An interested person is prohibited from misusing inside information, prior to public disclosure, for his/her own benefit or for the benefit of members of his/her family or from disclosing that information to anyone who does not have a legitimate business need to know the information. 2. Determining whether a conflict of interest exists. After disclosure of the financial interest and all material facts, and after any discussion with the interested person, the Audit Committee will have the responsibility of determining whether a conflict exists. 3. Procedures for addressing conflict of interest: a. An interested person may make a presentation at the Board or committee meeting, but after such a presentation, he/she shall leave the meeting during the discussion of, and the vote on, the transaction or the arrangement that is the subject of the potential conflict of interest.

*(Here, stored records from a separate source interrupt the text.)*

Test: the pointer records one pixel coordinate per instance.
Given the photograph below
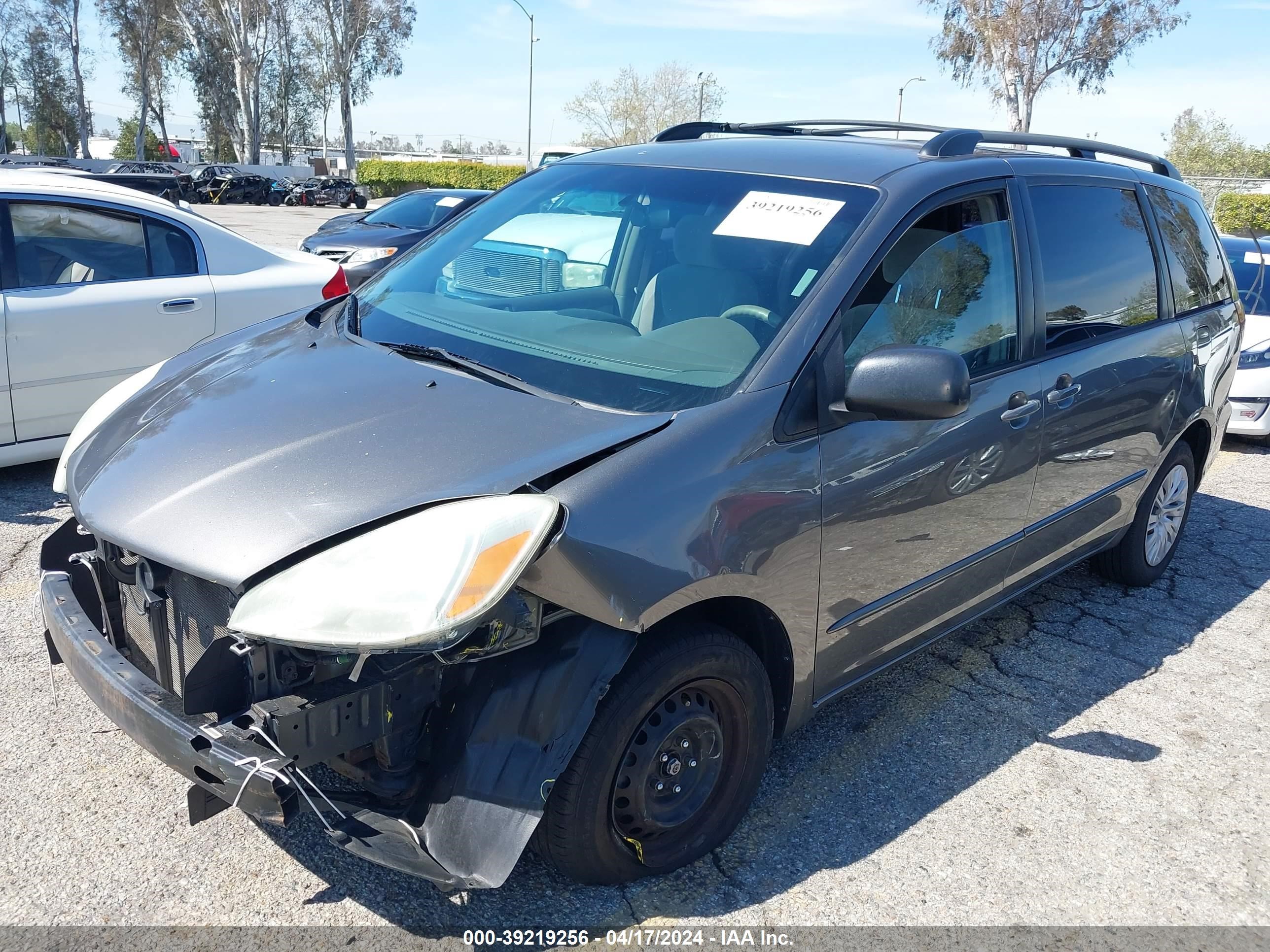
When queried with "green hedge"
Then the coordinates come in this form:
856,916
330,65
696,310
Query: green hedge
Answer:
387,178
1236,214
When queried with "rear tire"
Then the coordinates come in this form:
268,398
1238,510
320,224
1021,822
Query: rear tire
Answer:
693,711
1150,545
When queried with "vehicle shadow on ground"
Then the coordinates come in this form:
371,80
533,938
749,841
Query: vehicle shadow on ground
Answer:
873,765
27,492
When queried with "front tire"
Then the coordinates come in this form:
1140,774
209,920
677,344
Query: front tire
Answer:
670,763
1150,545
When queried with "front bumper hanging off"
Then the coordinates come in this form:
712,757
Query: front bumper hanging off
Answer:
202,752
504,738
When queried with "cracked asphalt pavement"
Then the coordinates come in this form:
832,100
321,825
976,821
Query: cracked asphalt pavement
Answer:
1090,754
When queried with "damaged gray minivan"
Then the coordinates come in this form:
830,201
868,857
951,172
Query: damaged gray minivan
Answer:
556,525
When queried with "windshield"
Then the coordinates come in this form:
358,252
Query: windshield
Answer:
1249,267
634,287
422,210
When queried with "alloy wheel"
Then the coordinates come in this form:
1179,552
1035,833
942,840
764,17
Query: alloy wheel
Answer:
975,470
673,768
1167,512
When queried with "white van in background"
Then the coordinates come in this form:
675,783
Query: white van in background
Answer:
554,154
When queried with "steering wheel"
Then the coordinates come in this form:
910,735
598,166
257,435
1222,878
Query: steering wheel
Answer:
755,311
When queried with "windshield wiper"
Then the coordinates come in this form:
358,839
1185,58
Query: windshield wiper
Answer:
475,369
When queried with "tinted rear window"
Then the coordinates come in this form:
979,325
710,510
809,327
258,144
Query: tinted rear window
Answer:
420,211
1097,270
1197,266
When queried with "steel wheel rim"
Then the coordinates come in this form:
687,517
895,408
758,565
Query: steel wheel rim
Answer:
1167,510
652,821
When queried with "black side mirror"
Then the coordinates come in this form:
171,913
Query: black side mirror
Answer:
901,382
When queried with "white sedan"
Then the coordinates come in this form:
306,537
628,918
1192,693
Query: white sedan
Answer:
100,281
1250,394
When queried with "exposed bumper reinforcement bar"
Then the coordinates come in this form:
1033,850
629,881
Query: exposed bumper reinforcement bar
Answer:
204,753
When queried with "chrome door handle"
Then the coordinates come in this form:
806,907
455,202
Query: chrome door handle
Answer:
1018,413
1058,397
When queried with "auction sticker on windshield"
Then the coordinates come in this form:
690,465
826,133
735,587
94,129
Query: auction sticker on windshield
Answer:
771,216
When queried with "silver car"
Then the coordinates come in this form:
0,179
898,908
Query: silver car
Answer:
526,544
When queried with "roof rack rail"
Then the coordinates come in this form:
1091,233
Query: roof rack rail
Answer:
966,141
789,127
945,142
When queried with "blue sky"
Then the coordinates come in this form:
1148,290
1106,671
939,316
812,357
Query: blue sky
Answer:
466,68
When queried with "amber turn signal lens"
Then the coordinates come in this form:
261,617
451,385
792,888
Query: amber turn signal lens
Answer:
487,570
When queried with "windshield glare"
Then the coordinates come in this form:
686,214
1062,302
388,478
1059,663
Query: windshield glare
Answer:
635,287
1249,266
423,210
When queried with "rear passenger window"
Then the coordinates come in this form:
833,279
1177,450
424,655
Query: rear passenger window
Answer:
1097,272
59,244
1196,266
948,282
172,252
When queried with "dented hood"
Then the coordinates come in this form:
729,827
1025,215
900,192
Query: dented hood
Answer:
235,459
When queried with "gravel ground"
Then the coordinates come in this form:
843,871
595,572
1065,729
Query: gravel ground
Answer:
1089,756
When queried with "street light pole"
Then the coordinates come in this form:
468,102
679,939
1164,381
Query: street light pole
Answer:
900,112
529,133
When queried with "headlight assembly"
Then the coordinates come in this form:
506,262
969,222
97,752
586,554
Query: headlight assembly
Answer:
93,418
421,582
370,254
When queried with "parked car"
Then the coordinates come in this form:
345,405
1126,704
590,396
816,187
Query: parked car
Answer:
327,190
558,559
1250,394
21,162
369,241
206,172
184,181
556,154
243,188
102,280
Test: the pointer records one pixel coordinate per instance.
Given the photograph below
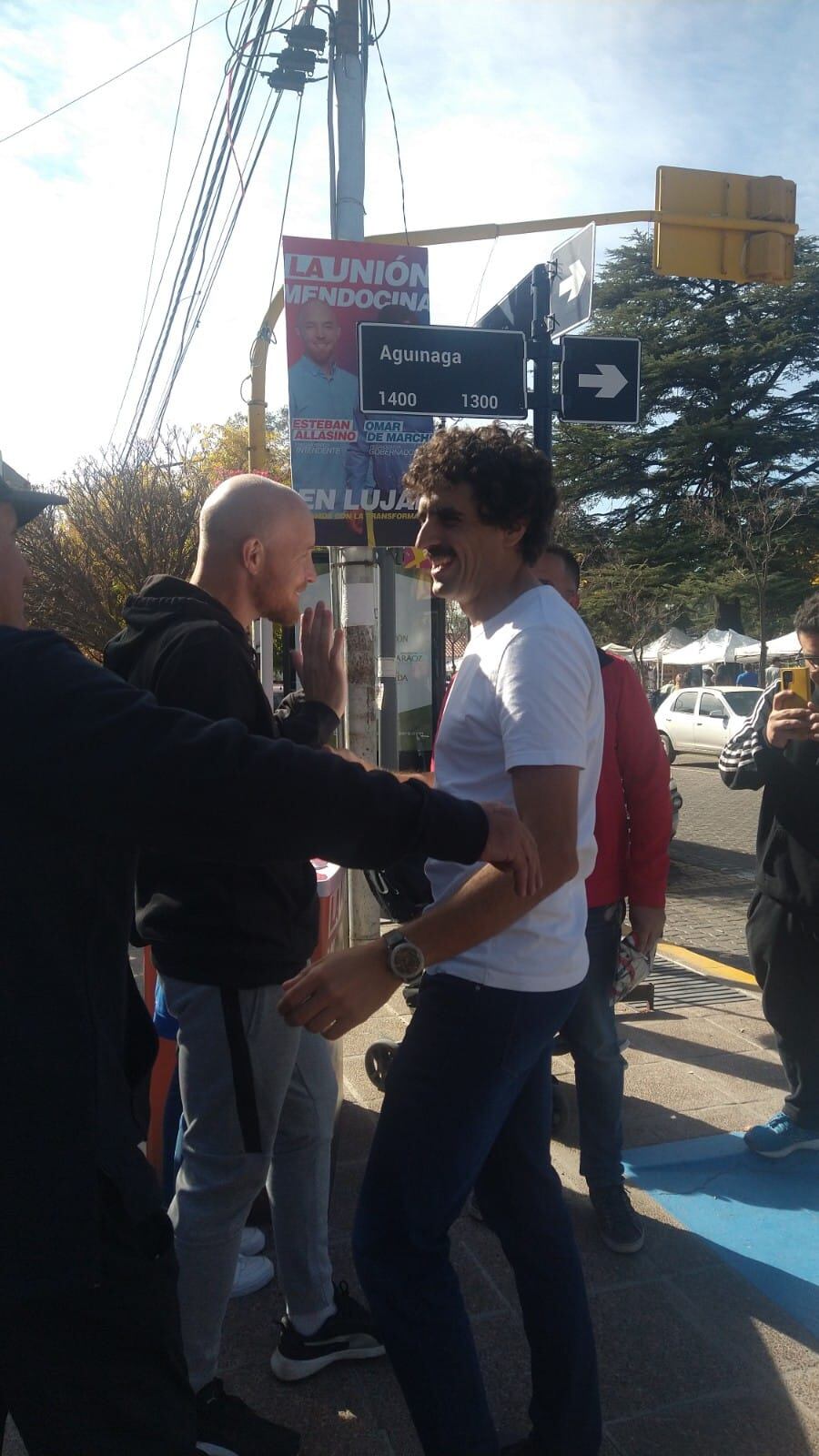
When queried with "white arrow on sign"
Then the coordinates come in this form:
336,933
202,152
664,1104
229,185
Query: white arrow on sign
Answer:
608,380
573,284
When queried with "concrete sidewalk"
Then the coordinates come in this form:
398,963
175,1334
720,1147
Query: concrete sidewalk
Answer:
694,1360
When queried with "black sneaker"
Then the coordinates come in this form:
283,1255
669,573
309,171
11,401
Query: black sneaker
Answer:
617,1222
350,1334
228,1427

b. The chair of the Board or committee shall, if appropriate, appoint a disinterested person or committee to investigate the alternatives to the proposed transaction or arrangement. c. After exercising due diligence, the Board or committee shall determine whether the Association can obtain a more advantageous transaction or arrangement with reasonable efforts from a person or entity that would not give rise to a conflict of interest. d. If a more advantageous transaction or arrangement is not reasonably attainable under circumstances that would not give rise to a conflict of interest, the Board or committee shall determine by a majority vote of the disinterested directors whether the transaction or arrangement is in the Association’s best interest and for its own benefit and whether the transaction is fair and reasonable to the Association, and shall make its decision as to whether to enter into the transaction or arrangement in conformity with such determination. 4. Violations of the Conflict of Interest Policy: a. If the Board or committee has reasonable cause to believe that an interested person has failed to disclose actual or possible conflicts of interest, it shall inform the interested person of the basis for such a belief and afford the interested person an opportunity to explain the alleged failure to disclose. b. If, after hearing the response of the interested person and making further investigation as may be warranted in the circumstances, the Board or committee determines if the interested person has in fact failed to disclose an actual or possible conflict of interest, it shall take appropriate disciplinary and corrective action.

ARTICLE IV – Records and proceedings

The minutes of the Board and all committees with Boarddelegated powers shall contain: 1. The names of the persons who disclosed or otherwise were found to have a financial interest in connection with an actual or possible conflict of interest, the nature of the financial interest, and the Board’s or committee’s decision as to whether a conflict of interest existed.

2. The names of the persons who were present for discussions and votes relating to the transaction or arrangement, the content of the discussion, including any alternatives to the proposed transaction or arrangement, and a record of any votes taken in connection therewith.

ARTICLE V – Annual statements

Each employee, Board director, principal officer, and member of a committee with Board-delegated powers shall annually sign a statement, which affirms that a person: a. has received the Conflict of Interest Policy, b. has read and understands this policy, c. has agreed to comply with this policy, and d. understands that the Association is a 501(c)(3) organization and that, in order to maintain its federal tax exemption, it must engage primarily in activities which accomplish one or more of its tax-exempt purposes. Adopted by the ISU Alumni Association Board of Directors on May 22, 2004. Amended on May 21, 2010.